In 2014, it seemed that Japan would thunder forth with the offer the then Abbott government wanted: a contract to build 12 or so submarines. But the Japanese group failed to confirm that it would boost local skilled jobs in Australia, even as it was being outmanoeuvred by German and French contenders. Industrial partners in the defence side of things were few and far between, and Japan’s diplomats were caught asleep. The French, in particular, smelt a catch, employing Sean Costello, the CEO of the Australian branch of the French defence contractor DCNS, to dangle the line in front of Canberra.
In November 2014, DCNS CEO Herve Guillou convinced French Defence Minister Jean-Yves Le Drian to visit Australia. In Albany, French and Australian officials congregated to commemorate the first sailing of Australian soldiers to France in the First World War.
A $50 billion contract duly followed, and will see 12 French-designed submarines from DCNS (of which 62 percent is owned by the French government) supplied to the RAN. A few French media sources, notably Le Parisien, even went so far as to call it “the contract of the century,” showing how easy it is to catch the bug of comforting militarism. Some good deal of breast-beating followed, suggesting that the genius of French industry was behind the triumph. Forget the Germans, and the Japanese – the French can do just as well.

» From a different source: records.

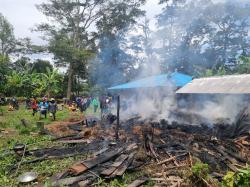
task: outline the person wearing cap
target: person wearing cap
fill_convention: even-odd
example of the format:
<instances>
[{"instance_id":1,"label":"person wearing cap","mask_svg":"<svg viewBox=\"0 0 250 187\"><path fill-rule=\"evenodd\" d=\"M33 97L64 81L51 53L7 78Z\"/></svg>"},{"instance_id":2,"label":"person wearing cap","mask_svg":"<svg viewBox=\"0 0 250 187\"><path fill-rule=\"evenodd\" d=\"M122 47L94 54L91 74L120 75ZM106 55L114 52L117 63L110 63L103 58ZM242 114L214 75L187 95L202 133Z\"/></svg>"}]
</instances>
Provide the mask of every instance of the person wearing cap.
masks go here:
<instances>
[{"instance_id":1,"label":"person wearing cap","mask_svg":"<svg viewBox=\"0 0 250 187\"><path fill-rule=\"evenodd\" d=\"M53 120L56 120L57 104L54 98L50 99L48 110L52 114Z\"/></svg>"},{"instance_id":2,"label":"person wearing cap","mask_svg":"<svg viewBox=\"0 0 250 187\"><path fill-rule=\"evenodd\" d=\"M34 97L33 100L31 101L31 108L33 110L32 115L34 116L37 113L37 109L38 109L36 97Z\"/></svg>"},{"instance_id":3,"label":"person wearing cap","mask_svg":"<svg viewBox=\"0 0 250 187\"><path fill-rule=\"evenodd\" d=\"M43 101L39 103L39 108L40 108L40 119L42 115L44 115L44 117L47 118L48 102L45 99L43 99Z\"/></svg>"}]
</instances>

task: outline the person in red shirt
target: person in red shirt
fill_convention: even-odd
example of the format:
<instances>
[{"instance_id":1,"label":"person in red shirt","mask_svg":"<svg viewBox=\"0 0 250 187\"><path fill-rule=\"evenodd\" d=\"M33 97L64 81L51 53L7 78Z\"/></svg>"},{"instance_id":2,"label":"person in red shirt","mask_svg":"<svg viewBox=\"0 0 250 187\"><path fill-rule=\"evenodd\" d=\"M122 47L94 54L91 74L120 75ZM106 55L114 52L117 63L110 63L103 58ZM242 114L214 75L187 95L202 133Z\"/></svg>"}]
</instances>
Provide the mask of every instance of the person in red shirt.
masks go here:
<instances>
[{"instance_id":1,"label":"person in red shirt","mask_svg":"<svg viewBox=\"0 0 250 187\"><path fill-rule=\"evenodd\" d=\"M37 113L37 109L38 109L38 103L37 103L37 100L35 97L33 98L32 102L31 102L31 108L33 110L32 115L34 116Z\"/></svg>"}]
</instances>

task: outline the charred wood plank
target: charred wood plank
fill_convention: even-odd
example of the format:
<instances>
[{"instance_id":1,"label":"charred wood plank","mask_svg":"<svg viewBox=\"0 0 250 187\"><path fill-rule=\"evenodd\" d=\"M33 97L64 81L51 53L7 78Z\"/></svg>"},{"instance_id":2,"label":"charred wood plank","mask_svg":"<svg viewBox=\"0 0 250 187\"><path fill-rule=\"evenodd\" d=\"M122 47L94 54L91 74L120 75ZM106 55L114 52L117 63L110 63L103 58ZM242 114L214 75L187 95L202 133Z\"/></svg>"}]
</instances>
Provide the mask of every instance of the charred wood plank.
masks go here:
<instances>
[{"instance_id":1,"label":"charred wood plank","mask_svg":"<svg viewBox=\"0 0 250 187\"><path fill-rule=\"evenodd\" d=\"M86 180L88 178L92 177L92 175L80 175L77 177L69 177L69 178L64 178L64 179L59 179L54 182L52 182L52 186L63 186L63 185L72 185L74 183L77 183L79 181Z\"/></svg>"},{"instance_id":2,"label":"charred wood plank","mask_svg":"<svg viewBox=\"0 0 250 187\"><path fill-rule=\"evenodd\" d=\"M170 162L170 161L172 161L172 160L175 160L175 159L178 158L178 157L182 157L182 156L185 156L185 155L187 155L187 153L184 153L184 154L181 154L181 155L172 156L172 157L170 157L170 158L168 158L168 159L165 159L165 160L163 160L163 161L158 162L157 165L166 164L167 162Z\"/></svg>"},{"instance_id":3,"label":"charred wood plank","mask_svg":"<svg viewBox=\"0 0 250 187\"><path fill-rule=\"evenodd\" d=\"M109 152L105 152L103 154L100 154L99 156L77 163L75 165L73 165L70 168L70 171L74 174L80 174L90 168L93 168L94 166L101 164L103 162L106 162L110 159L112 159L113 157L117 156L118 154L120 154L122 151L124 150L124 148L118 148L117 150L113 150L113 151L109 151Z\"/></svg>"},{"instance_id":4,"label":"charred wood plank","mask_svg":"<svg viewBox=\"0 0 250 187\"><path fill-rule=\"evenodd\" d=\"M133 159L135 156L135 152L132 152L129 154L127 160L123 162L111 175L110 177L115 177L115 176L122 176L123 173L126 171L126 169L129 167L129 165L132 163Z\"/></svg>"},{"instance_id":5,"label":"charred wood plank","mask_svg":"<svg viewBox=\"0 0 250 187\"><path fill-rule=\"evenodd\" d=\"M111 175L118 166L120 166L126 159L128 158L128 155L122 154L120 155L115 162L106 170L102 171L102 175Z\"/></svg>"},{"instance_id":6,"label":"charred wood plank","mask_svg":"<svg viewBox=\"0 0 250 187\"><path fill-rule=\"evenodd\" d=\"M129 184L128 187L138 187L138 186L141 186L142 184L144 184L147 181L148 181L148 178L136 179L131 184Z\"/></svg>"}]
</instances>

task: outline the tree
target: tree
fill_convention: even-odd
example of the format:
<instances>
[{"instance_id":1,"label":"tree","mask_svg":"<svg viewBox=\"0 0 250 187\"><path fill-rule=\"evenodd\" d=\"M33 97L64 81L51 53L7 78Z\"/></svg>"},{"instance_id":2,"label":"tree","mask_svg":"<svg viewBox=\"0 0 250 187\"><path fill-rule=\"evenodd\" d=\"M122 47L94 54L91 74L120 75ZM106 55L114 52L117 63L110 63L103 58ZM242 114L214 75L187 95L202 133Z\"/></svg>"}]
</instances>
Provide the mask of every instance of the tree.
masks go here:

Timing on such occasions is everything, and French ceremonial acknowledgment should not be understated. This year marks the centennial since Anzac (Australian and New Zealand Corps) troops were first deployed to the Western Front in the murderous trenches of the First World War. The Australian Governor-General, who is the putative representative of the Queen as Australia’s head of state, was wined and dined with keen interest.
The French have every reason to cheer about this. President François Hollande can argue that he brought home the bacon for a much-needed economic boost. It has been predicted that thousands of jobs will be created in Cherbourg, Nantes and Lorient (all in all 4,000). Dirigisme has worked again. The return to Australia, for seeking out a contract of minimal worth in security, but considerable cost to the budget, will be far poorer. History will record it as one of the most expensive public endeavours in Australian history, and a risky one at that.
Submarine projects have a habit of being bungled in execution and costly in consequence. Spain’s S-80 Isaac Peral Submarine, hailed initially as the most advanced non-nuclear submarine in the world, cost $680 million and was found to be 75 to 100 tons overweight. According to the good engineers at Navantia, the firm responsible for what the Spanish Ministry of Defence called “deviations,” such a difference was critical enough to prevent resurfacing after submergence.
No matter the risks, says Turnbull. This is the traditional bribe needed for his government ahead of an election to shore up votes in South Australia, which is still being promised an indigenous component to the submarine construction. More to the point, it is being sold as a sovereign Australian venture, despite the previous disasters of the Collins submarine program.
In so doing, it also eases matters with the Chinese – if only for the one basic fact that the defence contract did not go to Japan. Tokyo has been making militaristic murmurings for some time, hoping that such an arrangement would boost its defence industry. Hideaki Watanabe, head of the Ministry of Defence’s procurement agency, dejectedly announced that, “We will do a thorough analysis of what impact the result will have on our defence industry.”
Costello is bubbling with enthusiasm. “We set them up in Australia with French technology. We transfer that fully into the company and we require that supporting company in Australia to go on and further develop a bigger business…so that they can in turn come back to support us. So there’s a virtuous cycle that is developed.”
However much a marriage Le Drian deems it, much can change over the course of 50 years. The most important point will be whether the submarines even work. History, on that score, has not smiled favourably on Australian endeavours in that regard.